Sabga spoke yesterday at the release of the Group’s unaudited results for the six months ended June 30, 2019 at Tatil Building, Queen’s Park Savannah, Port-of-Spain.
According to the Chairman’s Report: “Excluding the effects of restructuring, the Group would have reported Profit After Taxation (PAT) in line with prior year. With the restructuring and acquisition costs included, PAT was $303 million, down 6 percent from prior year ($323 million – 2018) whilst revenues were $3.1 billion, up 1 percent over prior year. Your Directors have approved an interim dividend of $0.30 per share ($0.30 – 2018) which will be paid on November 6, 2019.”
According to the Chairman’s report, during six-month period ended 30 June 2019, the Group was able to execute a number of initiatives including:
I.Embarking on a program of restructuring. Included in these results are approximately $25 million in non-recurring costs which have impacted Profit Before Tax in the near term but which will generate a higher level of profitability going forward.

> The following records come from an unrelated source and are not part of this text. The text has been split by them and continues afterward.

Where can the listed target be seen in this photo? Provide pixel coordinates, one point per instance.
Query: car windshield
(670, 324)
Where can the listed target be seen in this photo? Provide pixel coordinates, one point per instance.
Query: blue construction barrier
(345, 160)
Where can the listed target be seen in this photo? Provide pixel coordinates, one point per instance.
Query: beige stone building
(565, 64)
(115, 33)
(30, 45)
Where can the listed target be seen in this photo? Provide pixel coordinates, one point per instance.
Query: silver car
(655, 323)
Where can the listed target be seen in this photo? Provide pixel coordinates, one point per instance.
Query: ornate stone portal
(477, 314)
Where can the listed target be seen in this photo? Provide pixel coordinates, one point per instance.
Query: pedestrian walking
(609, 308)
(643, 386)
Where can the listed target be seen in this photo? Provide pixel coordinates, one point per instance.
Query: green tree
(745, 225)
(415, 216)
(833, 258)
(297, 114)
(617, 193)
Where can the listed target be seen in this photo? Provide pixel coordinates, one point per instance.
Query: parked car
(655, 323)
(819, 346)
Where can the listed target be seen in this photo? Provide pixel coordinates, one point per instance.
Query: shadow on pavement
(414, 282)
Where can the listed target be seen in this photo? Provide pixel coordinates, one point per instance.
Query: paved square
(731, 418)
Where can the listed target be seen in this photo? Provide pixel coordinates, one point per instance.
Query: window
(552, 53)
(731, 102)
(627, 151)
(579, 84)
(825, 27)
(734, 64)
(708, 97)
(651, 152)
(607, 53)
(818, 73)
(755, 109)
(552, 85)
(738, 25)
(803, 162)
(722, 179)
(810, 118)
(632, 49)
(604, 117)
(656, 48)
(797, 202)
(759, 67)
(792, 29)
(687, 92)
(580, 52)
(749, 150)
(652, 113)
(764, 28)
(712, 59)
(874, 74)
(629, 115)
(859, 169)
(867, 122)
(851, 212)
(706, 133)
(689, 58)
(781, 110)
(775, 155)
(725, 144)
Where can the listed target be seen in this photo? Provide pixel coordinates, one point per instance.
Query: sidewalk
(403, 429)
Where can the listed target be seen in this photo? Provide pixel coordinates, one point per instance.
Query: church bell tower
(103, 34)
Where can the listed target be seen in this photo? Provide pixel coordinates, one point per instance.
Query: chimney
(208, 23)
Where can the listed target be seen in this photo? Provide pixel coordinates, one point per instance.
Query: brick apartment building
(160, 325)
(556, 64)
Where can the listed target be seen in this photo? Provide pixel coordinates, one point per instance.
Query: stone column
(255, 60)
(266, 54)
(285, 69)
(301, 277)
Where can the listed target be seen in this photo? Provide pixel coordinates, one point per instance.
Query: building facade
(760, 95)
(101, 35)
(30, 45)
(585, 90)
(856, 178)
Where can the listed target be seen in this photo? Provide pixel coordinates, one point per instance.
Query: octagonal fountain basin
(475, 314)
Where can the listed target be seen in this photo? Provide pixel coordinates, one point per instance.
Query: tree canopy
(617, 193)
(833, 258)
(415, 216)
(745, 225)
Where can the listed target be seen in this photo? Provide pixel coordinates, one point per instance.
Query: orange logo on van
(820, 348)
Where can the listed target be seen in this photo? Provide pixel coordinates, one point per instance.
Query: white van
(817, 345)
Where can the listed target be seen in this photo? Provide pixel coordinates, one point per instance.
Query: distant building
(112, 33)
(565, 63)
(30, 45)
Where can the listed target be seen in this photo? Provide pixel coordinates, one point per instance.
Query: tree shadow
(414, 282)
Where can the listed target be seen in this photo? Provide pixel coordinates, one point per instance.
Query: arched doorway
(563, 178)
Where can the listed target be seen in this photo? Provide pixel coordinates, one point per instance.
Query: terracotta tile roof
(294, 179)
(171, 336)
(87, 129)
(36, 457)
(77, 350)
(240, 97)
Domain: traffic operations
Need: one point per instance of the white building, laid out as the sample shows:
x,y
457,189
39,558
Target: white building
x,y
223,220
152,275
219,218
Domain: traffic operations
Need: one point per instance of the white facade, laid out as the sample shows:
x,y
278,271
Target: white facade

II. The commissioning of a world-class furnace at Carib Glass at a cost of $150 million which was a significant milestone. This investment uses new technology which allows the production of the highest quality light weight glass bottles at reduced costs and will significantly boost our export capability.
III. The successful completion of two strategic acquisitions – a joint venture in Tilawind, a Costa Rican based wind farm and Trinidad Aggregate Products, a clay block manufacturer, at a combined investment of approximately $100 million. The Tilawind joint venture is the Group’s first entry into the alternative energy business with scope for future expansion. The full effect of these investments, including acquisition and restructuring costs, has been included in these results.
Responding to questions during the question and answer segment, he spoke about how foreign multinationals have impacted on the local media market.
“I personally have a problem with Facebook, Twitter and the other international companies being able to sell media in Trinidad. without paying a significant penalty for doing so. It is like online shopping. When one looks at Guardian Media, Newsday, One Media, Guardian Media alone has about 600 employees. I do not think that these organizations have employees on the ground, I do not think that they pay taxes and they take foreign exchange and they have a huge advantage in the market. They have made an investment up front to have service and build a site and to be able to advertise. A level playing field does not exist.”